The dynamics of my pet pack are very interesting at the moment. On one end of the spectrum I have Fenrir, my 5 month old puppy. He's playful, hyper, and still has a lot to learn about the world around him. Although he's starting to be a bit more independent now, he's still very much a needy puppy. He needs frequent bathroom breaks, and plenty of mental and physical exercise each day to keep him happy and out of trouble.
On the other hand I have Barnaby, my senior rabbit. He turned 9 years old last November. Sadly Barnaby lost his bunny partner, Poppet, last month, and he's been taking it hard. I'm not sure if his age is finally catching up with him, if dealing with the stress of loosing his love lowered his immune system, or perhaps a bit of both - but Barnaby, for the first time in his life, has been dealing with some health issues.
Barnaby's been a part of our family since we adopted him when he was 8 months old. We've been through so much together. He's never been a very friendly rabbit, but I just adore him. I feel like, for the first time, recently I've been forced to think seriously about his mortality, and it's not something I've enjoyed. Taking care of a senior pet is an honor, but thinking about the possibility of loosing Barnaby in the near future makes my heart ache.

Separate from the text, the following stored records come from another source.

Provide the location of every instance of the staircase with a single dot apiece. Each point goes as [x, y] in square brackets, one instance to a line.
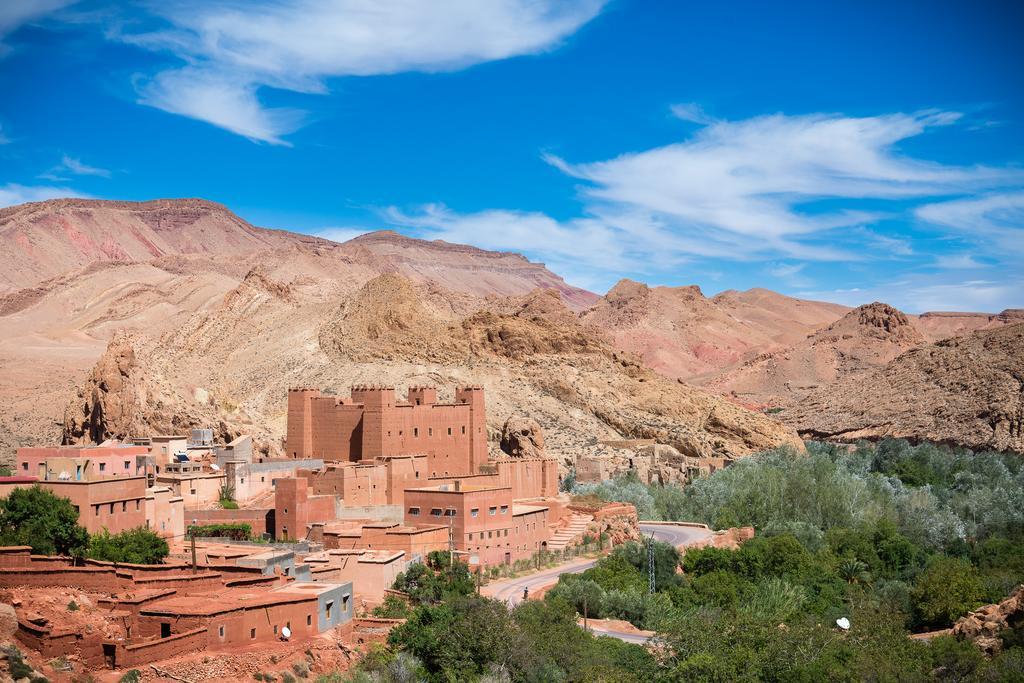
[570, 532]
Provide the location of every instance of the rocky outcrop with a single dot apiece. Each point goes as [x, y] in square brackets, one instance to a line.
[522, 437]
[966, 390]
[983, 626]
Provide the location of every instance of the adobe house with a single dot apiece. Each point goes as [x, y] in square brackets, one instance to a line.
[373, 423]
[81, 463]
[483, 520]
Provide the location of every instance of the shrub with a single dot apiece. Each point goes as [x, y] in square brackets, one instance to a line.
[233, 530]
[38, 518]
[136, 546]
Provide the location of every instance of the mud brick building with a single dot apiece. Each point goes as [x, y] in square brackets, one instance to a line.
[373, 423]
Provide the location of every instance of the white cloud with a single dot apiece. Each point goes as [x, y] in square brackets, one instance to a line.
[15, 13]
[12, 194]
[231, 51]
[752, 177]
[740, 190]
[693, 113]
[993, 223]
[957, 262]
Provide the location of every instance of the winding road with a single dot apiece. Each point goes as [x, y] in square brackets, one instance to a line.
[511, 590]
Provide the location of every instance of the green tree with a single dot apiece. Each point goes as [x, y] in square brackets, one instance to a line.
[36, 517]
[945, 591]
[136, 546]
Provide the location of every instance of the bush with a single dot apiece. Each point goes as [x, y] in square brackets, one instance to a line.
[232, 530]
[137, 546]
[945, 591]
[38, 518]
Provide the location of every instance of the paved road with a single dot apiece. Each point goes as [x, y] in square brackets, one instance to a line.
[511, 590]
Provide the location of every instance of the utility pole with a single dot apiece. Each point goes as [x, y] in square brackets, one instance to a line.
[451, 542]
[193, 535]
[650, 564]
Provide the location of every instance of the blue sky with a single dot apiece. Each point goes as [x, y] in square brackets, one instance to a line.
[848, 152]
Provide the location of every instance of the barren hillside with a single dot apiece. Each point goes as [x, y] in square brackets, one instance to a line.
[529, 352]
[967, 390]
[681, 333]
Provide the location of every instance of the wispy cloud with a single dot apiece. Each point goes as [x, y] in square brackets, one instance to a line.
[993, 223]
[15, 13]
[12, 194]
[231, 51]
[743, 190]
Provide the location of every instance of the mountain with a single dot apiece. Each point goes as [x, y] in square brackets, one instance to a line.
[74, 272]
[529, 352]
[681, 333]
[967, 390]
[863, 339]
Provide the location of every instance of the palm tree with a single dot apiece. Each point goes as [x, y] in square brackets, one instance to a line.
[853, 570]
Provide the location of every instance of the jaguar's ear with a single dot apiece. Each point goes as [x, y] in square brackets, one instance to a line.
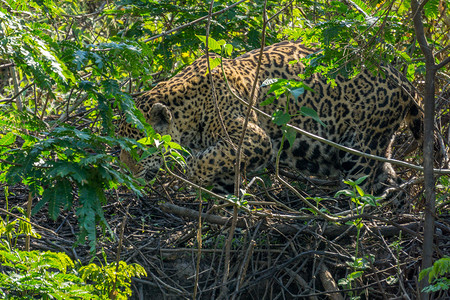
[160, 117]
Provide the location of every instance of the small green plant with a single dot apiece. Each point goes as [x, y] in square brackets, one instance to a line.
[111, 280]
[53, 275]
[437, 275]
[361, 200]
[43, 275]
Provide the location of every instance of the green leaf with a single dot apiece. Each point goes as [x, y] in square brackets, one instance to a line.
[214, 62]
[297, 92]
[227, 49]
[8, 139]
[212, 43]
[361, 180]
[268, 101]
[309, 112]
[280, 117]
[290, 134]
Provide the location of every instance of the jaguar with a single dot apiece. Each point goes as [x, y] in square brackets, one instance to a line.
[208, 117]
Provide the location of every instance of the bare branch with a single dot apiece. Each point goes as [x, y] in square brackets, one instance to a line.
[193, 22]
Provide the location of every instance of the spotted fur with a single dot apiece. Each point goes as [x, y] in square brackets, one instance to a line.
[362, 113]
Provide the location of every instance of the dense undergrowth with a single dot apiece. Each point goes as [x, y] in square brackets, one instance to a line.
[69, 71]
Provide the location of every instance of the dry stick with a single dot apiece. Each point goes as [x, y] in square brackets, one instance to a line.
[313, 207]
[302, 282]
[248, 254]
[328, 283]
[29, 206]
[16, 88]
[113, 293]
[27, 221]
[251, 103]
[193, 22]
[213, 88]
[428, 153]
[199, 247]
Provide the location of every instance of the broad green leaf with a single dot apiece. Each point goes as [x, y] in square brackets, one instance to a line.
[290, 135]
[7, 139]
[297, 92]
[280, 117]
[361, 179]
[309, 112]
[268, 101]
[212, 43]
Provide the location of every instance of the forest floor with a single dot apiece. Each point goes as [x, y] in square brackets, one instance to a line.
[274, 253]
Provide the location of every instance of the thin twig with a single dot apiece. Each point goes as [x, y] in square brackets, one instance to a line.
[193, 22]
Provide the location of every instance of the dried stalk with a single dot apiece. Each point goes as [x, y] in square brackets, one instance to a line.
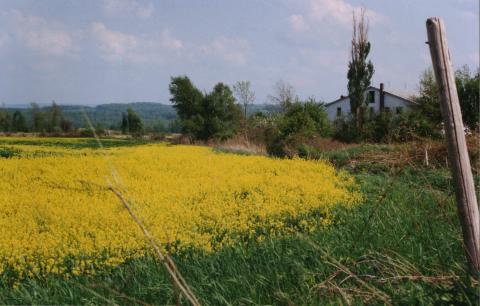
[177, 279]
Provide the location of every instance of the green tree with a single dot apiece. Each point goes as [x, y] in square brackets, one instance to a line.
[55, 118]
[135, 124]
[221, 116]
[124, 124]
[427, 102]
[214, 115]
[306, 118]
[5, 121]
[244, 94]
[66, 125]
[39, 118]
[19, 123]
[468, 87]
[284, 95]
[360, 70]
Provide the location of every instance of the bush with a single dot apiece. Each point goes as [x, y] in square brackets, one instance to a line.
[300, 122]
[386, 128]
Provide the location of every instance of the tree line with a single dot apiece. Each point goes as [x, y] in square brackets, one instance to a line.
[49, 120]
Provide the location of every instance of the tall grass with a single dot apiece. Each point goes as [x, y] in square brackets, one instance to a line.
[402, 246]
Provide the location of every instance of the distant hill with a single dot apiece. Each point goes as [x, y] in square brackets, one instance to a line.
[110, 115]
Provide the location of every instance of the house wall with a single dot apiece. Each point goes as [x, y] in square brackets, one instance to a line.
[391, 102]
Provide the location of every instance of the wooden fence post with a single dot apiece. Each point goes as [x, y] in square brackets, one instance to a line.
[457, 147]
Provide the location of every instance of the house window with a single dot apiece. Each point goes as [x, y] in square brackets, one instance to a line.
[371, 96]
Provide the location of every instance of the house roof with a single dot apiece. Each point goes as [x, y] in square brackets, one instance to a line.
[369, 88]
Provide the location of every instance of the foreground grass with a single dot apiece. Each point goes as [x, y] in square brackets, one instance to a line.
[402, 246]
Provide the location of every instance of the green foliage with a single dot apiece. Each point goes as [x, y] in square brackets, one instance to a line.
[427, 102]
[386, 127]
[55, 116]
[402, 244]
[131, 123]
[213, 115]
[299, 121]
[18, 122]
[468, 88]
[360, 70]
[39, 120]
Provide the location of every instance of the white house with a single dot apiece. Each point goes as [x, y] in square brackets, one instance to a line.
[377, 99]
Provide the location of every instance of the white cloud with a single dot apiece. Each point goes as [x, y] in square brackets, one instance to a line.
[120, 8]
[48, 38]
[338, 12]
[4, 39]
[298, 23]
[118, 46]
[232, 50]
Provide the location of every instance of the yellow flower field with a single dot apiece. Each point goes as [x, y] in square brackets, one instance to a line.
[58, 216]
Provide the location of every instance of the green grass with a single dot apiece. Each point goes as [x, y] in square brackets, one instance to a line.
[382, 251]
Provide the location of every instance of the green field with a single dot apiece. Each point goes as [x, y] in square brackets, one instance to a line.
[402, 245]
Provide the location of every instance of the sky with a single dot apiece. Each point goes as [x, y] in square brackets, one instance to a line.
[114, 51]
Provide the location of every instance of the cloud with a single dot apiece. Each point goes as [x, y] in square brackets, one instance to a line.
[120, 8]
[298, 23]
[4, 39]
[45, 37]
[338, 12]
[118, 46]
[232, 50]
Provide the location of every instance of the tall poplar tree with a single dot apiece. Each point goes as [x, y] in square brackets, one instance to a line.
[360, 70]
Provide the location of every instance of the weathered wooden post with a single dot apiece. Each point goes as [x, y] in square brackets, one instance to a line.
[457, 147]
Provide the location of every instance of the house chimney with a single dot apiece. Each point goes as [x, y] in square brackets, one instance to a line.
[382, 98]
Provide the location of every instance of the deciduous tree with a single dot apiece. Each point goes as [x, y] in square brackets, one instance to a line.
[360, 69]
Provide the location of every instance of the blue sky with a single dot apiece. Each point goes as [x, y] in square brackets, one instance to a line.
[103, 51]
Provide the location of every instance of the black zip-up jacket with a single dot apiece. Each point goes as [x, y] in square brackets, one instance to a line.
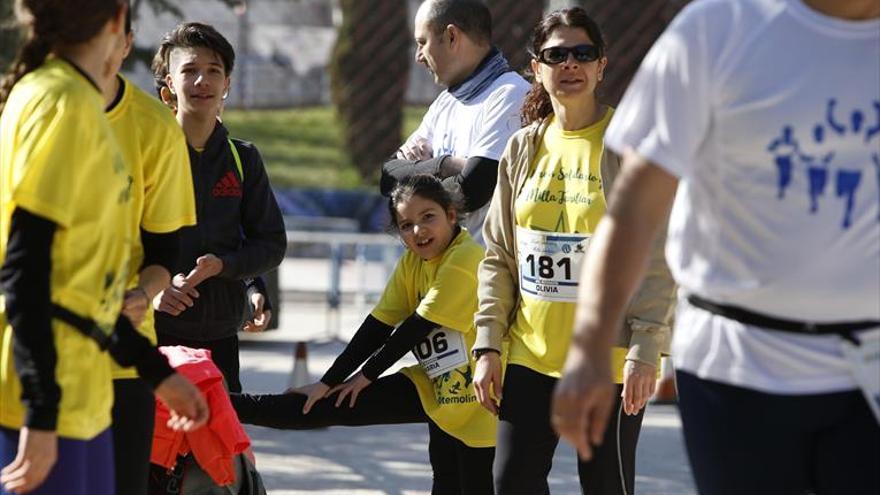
[240, 223]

Then, right in the middle, between my old man rabbit and my playful puppy, I have Kitsune. Kitsune - the amazing dog who saved me from crippling anxiety when nothing else could. My fuzzy therapist turned 7 last month. He's still mischievous and playful, especially now that he has a little brother to keep up with, but he's starting to develop some arthritis, in one leg especially, and I've been noticing more and more the black areas of his sweet little face turning white.
I'm experiencing the spectrum of ages in my pets all at once. It's quite an interesting experience. I work from home, so spend a lot of time with my pets. Spending quality time with all of them requires some pretty dramatic shifts in mindset. On a regular basis I get to go from playing with a hyper puppy, to giving meds to an elderly rabbit - one extreme to the next.

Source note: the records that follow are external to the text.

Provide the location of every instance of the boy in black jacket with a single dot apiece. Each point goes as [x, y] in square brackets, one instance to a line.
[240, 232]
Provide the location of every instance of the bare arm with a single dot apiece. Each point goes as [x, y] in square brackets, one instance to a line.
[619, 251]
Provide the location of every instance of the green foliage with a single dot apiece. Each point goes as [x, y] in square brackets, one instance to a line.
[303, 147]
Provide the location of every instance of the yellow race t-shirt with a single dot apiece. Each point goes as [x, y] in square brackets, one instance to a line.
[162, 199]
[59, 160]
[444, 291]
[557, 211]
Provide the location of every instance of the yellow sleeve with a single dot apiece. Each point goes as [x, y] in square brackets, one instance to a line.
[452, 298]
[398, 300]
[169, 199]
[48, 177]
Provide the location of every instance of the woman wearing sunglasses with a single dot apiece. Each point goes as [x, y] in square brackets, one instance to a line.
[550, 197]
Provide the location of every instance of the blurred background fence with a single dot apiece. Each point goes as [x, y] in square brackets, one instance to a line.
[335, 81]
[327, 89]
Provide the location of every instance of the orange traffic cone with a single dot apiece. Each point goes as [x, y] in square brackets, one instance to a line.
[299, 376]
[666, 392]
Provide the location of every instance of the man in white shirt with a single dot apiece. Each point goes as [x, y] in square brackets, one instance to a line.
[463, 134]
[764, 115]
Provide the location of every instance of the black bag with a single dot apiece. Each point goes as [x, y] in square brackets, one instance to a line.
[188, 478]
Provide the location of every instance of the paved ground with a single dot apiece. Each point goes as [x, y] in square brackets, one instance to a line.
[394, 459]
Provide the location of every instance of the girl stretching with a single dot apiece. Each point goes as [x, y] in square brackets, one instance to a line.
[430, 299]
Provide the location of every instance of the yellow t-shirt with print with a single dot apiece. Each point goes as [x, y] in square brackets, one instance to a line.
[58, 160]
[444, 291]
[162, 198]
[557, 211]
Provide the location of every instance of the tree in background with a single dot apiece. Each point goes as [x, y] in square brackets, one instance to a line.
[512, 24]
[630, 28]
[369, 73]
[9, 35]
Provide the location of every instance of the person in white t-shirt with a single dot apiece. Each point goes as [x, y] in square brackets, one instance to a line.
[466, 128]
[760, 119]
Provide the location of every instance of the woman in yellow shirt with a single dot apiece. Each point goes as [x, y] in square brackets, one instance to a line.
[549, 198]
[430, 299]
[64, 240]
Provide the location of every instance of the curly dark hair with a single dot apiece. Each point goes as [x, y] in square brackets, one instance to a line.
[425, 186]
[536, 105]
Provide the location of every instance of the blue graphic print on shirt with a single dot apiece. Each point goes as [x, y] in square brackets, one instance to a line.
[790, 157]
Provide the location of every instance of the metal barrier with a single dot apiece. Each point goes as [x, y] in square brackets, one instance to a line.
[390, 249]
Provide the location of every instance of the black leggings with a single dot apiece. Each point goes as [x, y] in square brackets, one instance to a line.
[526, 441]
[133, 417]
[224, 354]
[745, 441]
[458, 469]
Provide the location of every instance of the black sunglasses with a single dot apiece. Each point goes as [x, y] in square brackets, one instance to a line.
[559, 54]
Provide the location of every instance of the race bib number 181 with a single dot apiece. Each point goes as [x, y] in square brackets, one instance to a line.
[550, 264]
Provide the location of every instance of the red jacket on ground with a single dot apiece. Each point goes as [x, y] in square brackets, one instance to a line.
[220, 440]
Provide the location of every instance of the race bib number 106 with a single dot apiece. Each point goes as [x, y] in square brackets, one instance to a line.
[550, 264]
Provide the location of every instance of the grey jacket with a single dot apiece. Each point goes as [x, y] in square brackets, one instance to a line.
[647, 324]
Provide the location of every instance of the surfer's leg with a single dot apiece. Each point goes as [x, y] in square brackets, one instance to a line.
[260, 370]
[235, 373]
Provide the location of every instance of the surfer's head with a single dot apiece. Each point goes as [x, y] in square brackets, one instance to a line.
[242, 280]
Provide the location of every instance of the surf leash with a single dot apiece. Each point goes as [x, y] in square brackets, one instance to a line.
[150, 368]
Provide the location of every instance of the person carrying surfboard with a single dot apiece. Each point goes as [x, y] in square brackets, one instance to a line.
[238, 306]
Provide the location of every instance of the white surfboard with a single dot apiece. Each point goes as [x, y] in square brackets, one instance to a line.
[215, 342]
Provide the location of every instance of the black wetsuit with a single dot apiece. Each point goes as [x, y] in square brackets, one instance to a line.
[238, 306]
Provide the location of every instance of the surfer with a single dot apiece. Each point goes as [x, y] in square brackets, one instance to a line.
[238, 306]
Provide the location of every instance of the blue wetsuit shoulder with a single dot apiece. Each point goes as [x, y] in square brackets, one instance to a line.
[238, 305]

If I had my way my animal friends would never get old and die, but aging is a part of life. It's a part that I feel blessed to share with my animal family. I guess it's not so much the getting old part that bothers me, but the thought of loosing them.
All I can do is try my best to ensure that each of them enjoys a happy life. That means something different for each individual. For Barnaby, at this point in time, it means keeping him pain free and comfortable, letting him enjoy those sunlit naps and hours spent lounging in front of his tv. For Fenrir it means daily trips to the park, where he can socialize, explore, and expend some of that puppy energy. It means daily training sessions, lots of potty breaks, and plenty of play time. Kitsune is in the middle - he loves his park trips and playing with his brother, but never says no to a nice relaxing snuggle.
I love every second spent with my animal family, whether I'm chasing hyper puppies, cleaning gecko tanks, or snuggling in front of the tv with a furry friend.